Coronavirus Finally Makes Public Health Majors Feel Wanted

On Wednesday, the University lied to parents in a statement saying that there was no known case of coronavirus on campus. In reality, they just didn’t know who had it. A brave Black and Blue Jay reporter wiretapped Ronny D’s Siri. He was found to have recently asked: “What is coronavirus,” “Coronavirus cure,” and “Budlite-virus?” Later, the university released a statement for students: “just get some sleep, drink some orange juice, and for once, please wash your hands.” 

Students were concerned with the university’s lax approach. As a result, multiple public health majors decided to take their world class education and save the university. Freshman Public Health major Sal Manella, fresh out of Intro to Public Health, proposed a radical solution to the impending crisis: “If we infect everyone with anthrax, no one will die of coronavirus. Or at the very least, the anthrax and coronavirus will fight each other to the death and we’ll be fine.” 
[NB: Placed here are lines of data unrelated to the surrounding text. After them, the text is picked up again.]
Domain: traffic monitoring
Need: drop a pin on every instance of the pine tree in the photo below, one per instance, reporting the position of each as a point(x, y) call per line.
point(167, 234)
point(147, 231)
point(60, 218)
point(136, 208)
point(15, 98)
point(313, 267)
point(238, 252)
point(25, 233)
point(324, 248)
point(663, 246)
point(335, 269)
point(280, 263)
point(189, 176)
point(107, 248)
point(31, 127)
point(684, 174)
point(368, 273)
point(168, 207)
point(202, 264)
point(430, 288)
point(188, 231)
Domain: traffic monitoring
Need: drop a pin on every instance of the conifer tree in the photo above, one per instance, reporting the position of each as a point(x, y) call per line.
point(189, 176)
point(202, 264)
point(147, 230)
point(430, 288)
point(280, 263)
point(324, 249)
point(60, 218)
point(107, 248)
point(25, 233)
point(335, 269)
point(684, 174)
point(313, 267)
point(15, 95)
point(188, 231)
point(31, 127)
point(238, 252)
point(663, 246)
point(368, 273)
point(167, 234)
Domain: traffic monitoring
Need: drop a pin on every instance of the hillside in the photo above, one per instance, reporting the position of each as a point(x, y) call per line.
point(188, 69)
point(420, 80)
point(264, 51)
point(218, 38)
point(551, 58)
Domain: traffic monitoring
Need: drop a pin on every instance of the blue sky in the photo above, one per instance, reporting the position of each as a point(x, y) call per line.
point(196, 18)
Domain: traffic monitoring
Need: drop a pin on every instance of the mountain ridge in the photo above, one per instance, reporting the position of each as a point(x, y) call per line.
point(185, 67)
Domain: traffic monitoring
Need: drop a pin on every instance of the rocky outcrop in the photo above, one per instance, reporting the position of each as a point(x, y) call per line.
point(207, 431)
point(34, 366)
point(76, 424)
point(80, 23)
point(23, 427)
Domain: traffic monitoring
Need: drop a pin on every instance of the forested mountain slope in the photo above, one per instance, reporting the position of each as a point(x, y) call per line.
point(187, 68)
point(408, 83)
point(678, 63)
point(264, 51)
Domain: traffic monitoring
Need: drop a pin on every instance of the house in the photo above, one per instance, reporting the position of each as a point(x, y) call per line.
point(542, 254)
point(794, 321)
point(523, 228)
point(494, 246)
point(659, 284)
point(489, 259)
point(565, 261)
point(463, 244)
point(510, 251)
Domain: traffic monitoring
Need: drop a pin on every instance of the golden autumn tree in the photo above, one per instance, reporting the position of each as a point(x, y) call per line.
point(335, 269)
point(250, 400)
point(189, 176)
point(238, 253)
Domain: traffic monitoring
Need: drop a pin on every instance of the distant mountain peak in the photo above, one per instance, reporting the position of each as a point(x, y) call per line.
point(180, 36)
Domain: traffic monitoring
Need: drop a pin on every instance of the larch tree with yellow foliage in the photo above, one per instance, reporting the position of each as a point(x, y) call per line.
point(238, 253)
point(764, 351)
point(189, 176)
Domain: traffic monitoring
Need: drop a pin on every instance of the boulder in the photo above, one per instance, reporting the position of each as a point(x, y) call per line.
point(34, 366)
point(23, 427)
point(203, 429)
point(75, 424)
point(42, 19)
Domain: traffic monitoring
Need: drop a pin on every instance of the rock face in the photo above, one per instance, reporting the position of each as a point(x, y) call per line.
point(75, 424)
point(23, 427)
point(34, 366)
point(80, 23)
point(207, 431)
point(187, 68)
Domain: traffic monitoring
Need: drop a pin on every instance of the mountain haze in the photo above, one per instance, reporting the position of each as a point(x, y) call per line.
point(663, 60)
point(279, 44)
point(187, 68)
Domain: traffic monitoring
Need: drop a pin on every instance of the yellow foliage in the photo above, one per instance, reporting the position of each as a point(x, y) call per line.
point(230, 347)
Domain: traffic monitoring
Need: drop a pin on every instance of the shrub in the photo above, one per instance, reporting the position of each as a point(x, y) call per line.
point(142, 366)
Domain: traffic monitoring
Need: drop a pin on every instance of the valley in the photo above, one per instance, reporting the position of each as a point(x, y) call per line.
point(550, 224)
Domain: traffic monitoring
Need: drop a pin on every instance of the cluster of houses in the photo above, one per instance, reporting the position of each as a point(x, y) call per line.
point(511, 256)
Another vigilante public health major decided to take action. Ethan Coli cultured his roommate’s phlegm and miraculously developed a “vaccine” for the coronavirus. He told the Black and Blue Jay: “I’ve been squirting my roommate’s fluids throughout McCoy all day long. By now, I’ve vaccinated at least my entire floor. Do you want some?” As the reporter backed away several feet, Ethan declared: “Now that I’m making my fellow public health majors proud, maybe the neuro majors will stop shitting on us.” As he basked in his heroism, he remarked that his roommate is “basically the new Henrietta Lacks.” 

Sophomore Cici Phyllis, after witnessing the devastation of last year’s Hand-Foot-Mouth epidemic, has decided to capitalize on the situation. After receiving a grant from Idea Lab, she went to every CVS within a 50 mile radius and bought every sanitary product she could. She set up a black market in the steam tunnels for any student interested. She charges $30 for a pack of tissues, $50 for a bottle of Purell, and $100 for a pack of industrial face masks, but the Hello Kitty themed pack is only an extra $20. A steal!  

Meanwhile, a Black and Blue Jay reporter went to Student Health and Wellness to interview the physicians for their wisdom. Unfortunately, the employees of HellWell had barricaded themselves in the building. The note on the door read: “Fuck off. We don’t want coronavirus either.”